On le voit chez Astralis, Vitality, OG, pour ne citer qu’eux : les plus grandes structures tendent de plus en plus à recruter des personnalités liées au monde du sport de très haut niveau, ou des experts dans différents domaines, afin d’apporter une culture de la gagne et de développer de nombreux aspects qui toucheront demain chaque joueur d’esport (nutrition, temps de repos, psychologie…). Est-ce quelque chose que vous souhaitez apporter aux joueurs dans le futur ?
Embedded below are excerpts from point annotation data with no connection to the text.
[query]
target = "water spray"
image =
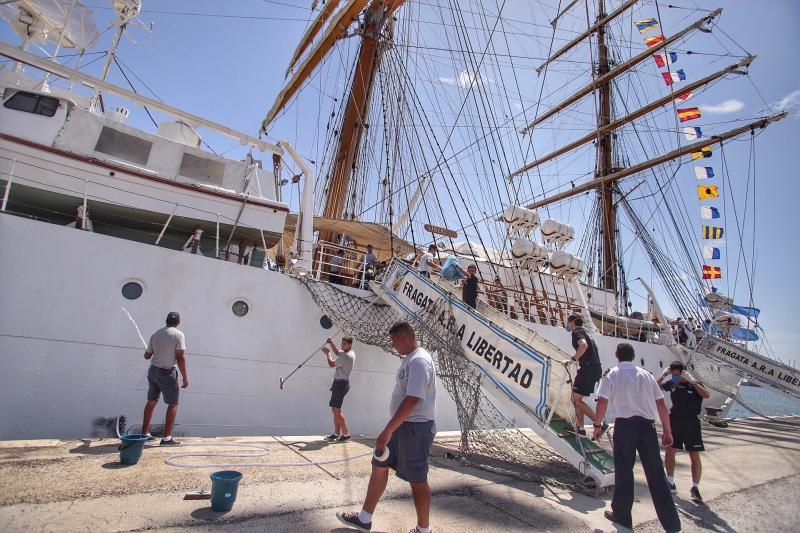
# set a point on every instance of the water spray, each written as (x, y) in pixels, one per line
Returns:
(137, 328)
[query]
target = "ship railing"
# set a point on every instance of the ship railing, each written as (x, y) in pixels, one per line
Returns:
(142, 229)
(343, 265)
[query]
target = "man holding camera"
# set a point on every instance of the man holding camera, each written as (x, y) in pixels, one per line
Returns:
(687, 396)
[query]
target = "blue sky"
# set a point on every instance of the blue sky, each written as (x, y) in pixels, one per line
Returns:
(230, 68)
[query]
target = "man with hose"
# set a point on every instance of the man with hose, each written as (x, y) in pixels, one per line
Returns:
(407, 436)
(166, 355)
(343, 365)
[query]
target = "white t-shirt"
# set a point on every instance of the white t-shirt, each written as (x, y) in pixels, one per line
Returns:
(425, 262)
(344, 364)
(416, 377)
(163, 344)
(631, 391)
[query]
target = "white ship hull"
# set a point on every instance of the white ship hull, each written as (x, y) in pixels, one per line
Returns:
(71, 360)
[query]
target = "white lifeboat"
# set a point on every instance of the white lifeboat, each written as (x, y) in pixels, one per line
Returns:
(557, 233)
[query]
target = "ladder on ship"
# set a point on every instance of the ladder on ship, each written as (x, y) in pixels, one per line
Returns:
(518, 367)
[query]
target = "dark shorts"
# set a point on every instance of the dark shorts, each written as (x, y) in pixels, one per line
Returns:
(409, 448)
(586, 379)
(163, 381)
(686, 434)
(339, 388)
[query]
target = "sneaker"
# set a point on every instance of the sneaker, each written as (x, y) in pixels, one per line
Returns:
(611, 518)
(351, 520)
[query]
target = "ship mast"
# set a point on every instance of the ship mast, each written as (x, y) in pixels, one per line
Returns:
(354, 120)
(605, 164)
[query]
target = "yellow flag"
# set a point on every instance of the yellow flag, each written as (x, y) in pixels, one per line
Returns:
(703, 152)
(707, 191)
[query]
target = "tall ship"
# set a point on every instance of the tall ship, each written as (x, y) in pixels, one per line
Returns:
(562, 178)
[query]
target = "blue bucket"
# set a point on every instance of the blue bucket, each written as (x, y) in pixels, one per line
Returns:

Bien sûr ! L’esport est encore jeune et le fait d’aller chercher des professionnels du sport traditionnel te permet de capitaliser sur leurs années d’existence à haut niveau dans leurs disciplines, et donc sur leur expérience. En bref, c’est un raccourci intéressant, même si l’esport du futur aura certainement ses propres spécialistes dans ses corps de métiers. Car nous avons certes des similarités avec le sport, mais aussi notre lot de caractéristiques propre.
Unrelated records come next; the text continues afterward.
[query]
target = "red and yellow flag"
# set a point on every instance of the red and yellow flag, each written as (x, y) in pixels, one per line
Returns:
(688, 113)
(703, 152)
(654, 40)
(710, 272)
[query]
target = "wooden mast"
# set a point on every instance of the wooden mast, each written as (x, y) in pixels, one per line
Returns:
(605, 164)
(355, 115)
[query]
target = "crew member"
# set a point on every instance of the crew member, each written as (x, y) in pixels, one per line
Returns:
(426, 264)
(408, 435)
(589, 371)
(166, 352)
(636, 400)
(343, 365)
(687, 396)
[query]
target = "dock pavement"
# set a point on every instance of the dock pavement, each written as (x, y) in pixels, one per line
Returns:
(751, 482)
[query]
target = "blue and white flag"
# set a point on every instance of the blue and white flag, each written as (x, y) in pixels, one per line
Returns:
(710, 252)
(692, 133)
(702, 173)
Avec un peu de recul sur les événements, êtes-vous satisfaits du choix d’avoir remplacé Alphama par ripz ?
Je le rappelle pour ceux qui ne l’auraient pas compris quand cela a été expliqué à l’époque : Alphama est un super joueur, tant dans l’attitude que dans le potentiel. Ce changement n’a pas été opéré dans une problématique de niveau personnel, mais parce que la volonté de l’équipe était de partiellement changer notre façon de jouer. Ce qui s’est plutôt bien mis en place sur la première partie de saison de Pro League. Ripz est arrivé dans un contexte où beaucoup d’observateurs l’attendaient au tournant, il a prouvé sa valeur avec une attitude de travail irréprochable et une évolution de son niveau de jeu plus que satisfaisante pour un retour en Pro League.
Vous êtes passés d’un roster majoritairement francophone à une line-up majoritairement allemande. Un impact à dénoter sur l’équipe ?
Pas grand-chose pour être honnête… On ne regarde pas les nationalités quand on se positionne sur des joueurs, mais plutôt leur profil in-game et psychologique. En axant notre recrutement autour de ces facteurs, pour favoriser une bonne intégration dans l’effectif et faciliter les transitions d’un style de jeu a un autre.
Vous allez jouer contre G2 pour la reprise de la Pro League. Que penses-tu de leurs changements récents ?
C’est toujours très compliqué de se permettre de parler des transferts d’autres équipes, car on ne se rend pas compte à quel point on peut être loin de la vérité concernant ce qu’il s’y passe quand on est simple observateur…
Tu as quand même bien un avis… (Rires.)
Mon sentiment est que leurs deux recrues ont une grosse aptitude au duel, ce qui semble de l’extérieur être une caractéristique qui a toujours séduit G2. Leur groupe a maintenant une grosse capacité de shotcall, et possiblement plus d’espace pour le faire s’ils ne remettent pas en place un lead comme c’était le cas précédemment. Ce qui pourrait permettre à la vision de jeu d’UUNO, pour parler d’un profil avec lequel j’ai travaillé, d’avoir possiblement plus d’impact. Sans oublier Pengu et Virtue. Je finirais en disant que je pense que beaucoup seront étonnés de voir la flexibilité en termes de rôle de certains de leurs joueurs considérés uniquement comme des fraggers. En bref, il y a matière à construire, comme ça a toujours été le cas chez G2, mais seul l’avenir nous dira si l’alchimie opère.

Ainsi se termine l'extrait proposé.